We all have choices in our life that we can make all on our own, but sometimes some of us just make the wrong ones.
We head out into this world of ours on a mission to succeed in life, but some find it hard to find just what we are looking for in our life. We tend to get confused in what we want and what we can have. Wanting and having are two different things, but both can be accomplished if you set your mind to it.
I know, we are not born into this world with our minds set out to be an alcoholic, but for some reason many of us become just that. Living the clean life alcohol free is a little hard to take for an alcoholic. We tend to think, "how can I live life with out my alcohol or should I say my crutch?"
This is where we the alcoholic get stuck in our life, because we are afraid to make a change. We are terrified that with out our alcohol we can not function normal. That is just how I felt when I was drinking everyday for years.
If I were to leave the alcohol alone and just walk away it would feel to me I left an arm or leg behind. I would be missing something that was a huge part of my life.
I walked alone down a lonely road and over that bridge that I thought I would never return on, but deep down inside me I knew that I would sooner or later have to surrender to my addiction and cross back over that bridge to the world of Sobriety.
It took years looking from that other side of the river and just wishing I could go back to the other side and find piece and serenity in my life. Something powerful held me back from crossing back over that bridge, and that was my demons.
This addiction was stronger than I and I knew it. I'm a strong willed person as I'm sure so many alcoholics are too. It's just that we are afraid that we will not be able to survive with out our crutch. In the meantime our lives are passing us by.
Finally, I got so angry with my demons that I made my mind up that I have had enough of this horrible life I live. it's now time to surrender and get my family and my life back.
I stared from the one side of that bridge with Positivity burning in my mind, and took that FIRST STEP TO to cross back over. One small step at a time, and I made it my friends, just as all of you that have any kind of addiction can do also.
I was so embarrassed and felt guilty of my addiction and I would try to hide it from people, but you know what, they all had my number. There was no fooling anyone. The only person the alcoholic is fooling, is them self.
It took a lot of willpower and courage to cross back over that bridge and start a new life, but it was SO worth it. I could do it and so can you!

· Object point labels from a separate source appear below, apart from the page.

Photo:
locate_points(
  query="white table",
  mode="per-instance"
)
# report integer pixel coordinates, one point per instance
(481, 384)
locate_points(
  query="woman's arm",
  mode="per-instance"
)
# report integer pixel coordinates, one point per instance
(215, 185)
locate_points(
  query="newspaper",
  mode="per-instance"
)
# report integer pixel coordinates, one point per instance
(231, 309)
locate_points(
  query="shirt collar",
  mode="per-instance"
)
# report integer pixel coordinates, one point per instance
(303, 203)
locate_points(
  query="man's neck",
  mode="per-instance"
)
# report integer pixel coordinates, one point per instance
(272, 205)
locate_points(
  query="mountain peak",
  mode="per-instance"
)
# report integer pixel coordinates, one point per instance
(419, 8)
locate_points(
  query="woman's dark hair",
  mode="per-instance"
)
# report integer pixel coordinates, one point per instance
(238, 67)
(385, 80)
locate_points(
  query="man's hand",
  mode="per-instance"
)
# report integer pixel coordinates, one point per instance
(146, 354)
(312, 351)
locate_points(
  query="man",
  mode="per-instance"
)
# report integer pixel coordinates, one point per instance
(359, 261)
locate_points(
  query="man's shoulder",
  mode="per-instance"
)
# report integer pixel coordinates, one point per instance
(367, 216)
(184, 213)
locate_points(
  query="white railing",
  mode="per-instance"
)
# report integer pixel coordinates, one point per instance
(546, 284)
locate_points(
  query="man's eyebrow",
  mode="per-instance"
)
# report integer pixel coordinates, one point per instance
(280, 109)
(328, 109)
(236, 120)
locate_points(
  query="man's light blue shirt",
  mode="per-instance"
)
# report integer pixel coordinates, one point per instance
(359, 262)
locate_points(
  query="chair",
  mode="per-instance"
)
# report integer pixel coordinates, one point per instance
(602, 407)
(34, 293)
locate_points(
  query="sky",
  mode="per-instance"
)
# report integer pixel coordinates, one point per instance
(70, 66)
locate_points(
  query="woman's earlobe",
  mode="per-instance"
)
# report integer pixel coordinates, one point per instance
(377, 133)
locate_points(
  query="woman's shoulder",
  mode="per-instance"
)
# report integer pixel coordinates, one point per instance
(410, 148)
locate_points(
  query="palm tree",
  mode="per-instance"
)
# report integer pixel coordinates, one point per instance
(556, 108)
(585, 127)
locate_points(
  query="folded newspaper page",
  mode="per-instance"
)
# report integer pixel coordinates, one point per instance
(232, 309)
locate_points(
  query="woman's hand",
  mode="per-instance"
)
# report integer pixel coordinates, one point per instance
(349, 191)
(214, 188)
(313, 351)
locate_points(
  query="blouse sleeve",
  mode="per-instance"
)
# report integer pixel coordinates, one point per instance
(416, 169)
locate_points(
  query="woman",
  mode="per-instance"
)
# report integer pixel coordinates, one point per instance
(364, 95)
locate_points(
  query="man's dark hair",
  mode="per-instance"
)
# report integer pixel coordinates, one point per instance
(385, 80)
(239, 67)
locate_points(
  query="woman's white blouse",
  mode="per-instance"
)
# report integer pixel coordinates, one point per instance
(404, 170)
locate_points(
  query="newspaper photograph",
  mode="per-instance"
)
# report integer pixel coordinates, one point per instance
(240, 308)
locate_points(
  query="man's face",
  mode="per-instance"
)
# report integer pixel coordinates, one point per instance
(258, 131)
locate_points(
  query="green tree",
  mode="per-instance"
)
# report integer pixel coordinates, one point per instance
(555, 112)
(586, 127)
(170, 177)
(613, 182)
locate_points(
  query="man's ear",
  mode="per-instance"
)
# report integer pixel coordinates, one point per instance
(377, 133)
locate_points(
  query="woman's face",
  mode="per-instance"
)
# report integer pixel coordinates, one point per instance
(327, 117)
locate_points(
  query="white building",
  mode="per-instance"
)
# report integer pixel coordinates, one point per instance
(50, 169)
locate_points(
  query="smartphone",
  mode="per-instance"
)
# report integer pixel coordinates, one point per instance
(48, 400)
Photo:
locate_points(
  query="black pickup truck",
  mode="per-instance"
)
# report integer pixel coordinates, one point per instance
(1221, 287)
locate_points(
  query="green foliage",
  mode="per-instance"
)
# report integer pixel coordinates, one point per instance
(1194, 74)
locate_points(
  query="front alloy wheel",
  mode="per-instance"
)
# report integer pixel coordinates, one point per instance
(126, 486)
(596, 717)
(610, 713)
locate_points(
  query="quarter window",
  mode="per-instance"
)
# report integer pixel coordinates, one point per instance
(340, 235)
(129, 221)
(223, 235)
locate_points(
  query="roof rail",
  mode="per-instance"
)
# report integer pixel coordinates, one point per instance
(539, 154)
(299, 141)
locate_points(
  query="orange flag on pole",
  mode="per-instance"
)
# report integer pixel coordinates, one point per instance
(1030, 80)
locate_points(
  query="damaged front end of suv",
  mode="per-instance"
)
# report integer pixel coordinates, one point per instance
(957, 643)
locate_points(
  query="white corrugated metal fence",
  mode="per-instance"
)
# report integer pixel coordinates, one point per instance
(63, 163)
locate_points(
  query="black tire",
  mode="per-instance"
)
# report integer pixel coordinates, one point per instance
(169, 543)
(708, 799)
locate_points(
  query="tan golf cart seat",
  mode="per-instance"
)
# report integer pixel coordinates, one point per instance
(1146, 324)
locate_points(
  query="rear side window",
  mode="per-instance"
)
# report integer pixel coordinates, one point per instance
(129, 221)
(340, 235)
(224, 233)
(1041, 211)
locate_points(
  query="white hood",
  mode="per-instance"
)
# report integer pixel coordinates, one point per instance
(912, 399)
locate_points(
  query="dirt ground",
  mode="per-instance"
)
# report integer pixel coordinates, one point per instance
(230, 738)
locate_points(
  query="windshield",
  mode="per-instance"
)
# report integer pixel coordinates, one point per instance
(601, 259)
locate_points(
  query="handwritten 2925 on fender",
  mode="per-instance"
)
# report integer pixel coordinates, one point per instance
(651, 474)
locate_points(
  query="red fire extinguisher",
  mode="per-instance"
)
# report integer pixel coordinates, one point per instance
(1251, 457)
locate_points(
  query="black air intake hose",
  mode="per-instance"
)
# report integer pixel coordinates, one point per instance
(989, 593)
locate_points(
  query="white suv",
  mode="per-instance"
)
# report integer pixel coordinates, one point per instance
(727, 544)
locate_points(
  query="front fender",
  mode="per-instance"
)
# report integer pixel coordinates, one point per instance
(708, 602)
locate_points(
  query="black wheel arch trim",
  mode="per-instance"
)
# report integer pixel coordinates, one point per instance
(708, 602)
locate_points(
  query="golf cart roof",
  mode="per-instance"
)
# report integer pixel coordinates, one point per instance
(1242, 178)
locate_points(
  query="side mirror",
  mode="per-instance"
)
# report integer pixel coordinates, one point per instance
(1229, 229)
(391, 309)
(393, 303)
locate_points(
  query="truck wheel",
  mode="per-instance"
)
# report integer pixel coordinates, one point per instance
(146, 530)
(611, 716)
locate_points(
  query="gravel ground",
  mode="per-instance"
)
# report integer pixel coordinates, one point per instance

All of us have the power to defeat the demons inside of us and the only trick is that YOU MUST want to quit drinking alcohol and using.
Prepare your mind for this journey and stay focused on what you are setting out to do, and that is getting clean and sober.
Keep a Positive Attitude.
Believe and you will Achieve!
HAVE YOU EVER HEARD OF THE SAYING, "DON'T BURN YOUR BRIDGES BECAUSE YOU NEVER KNOW WHEN YOU WILL HAVE TO CROSS BACK OVER THEM".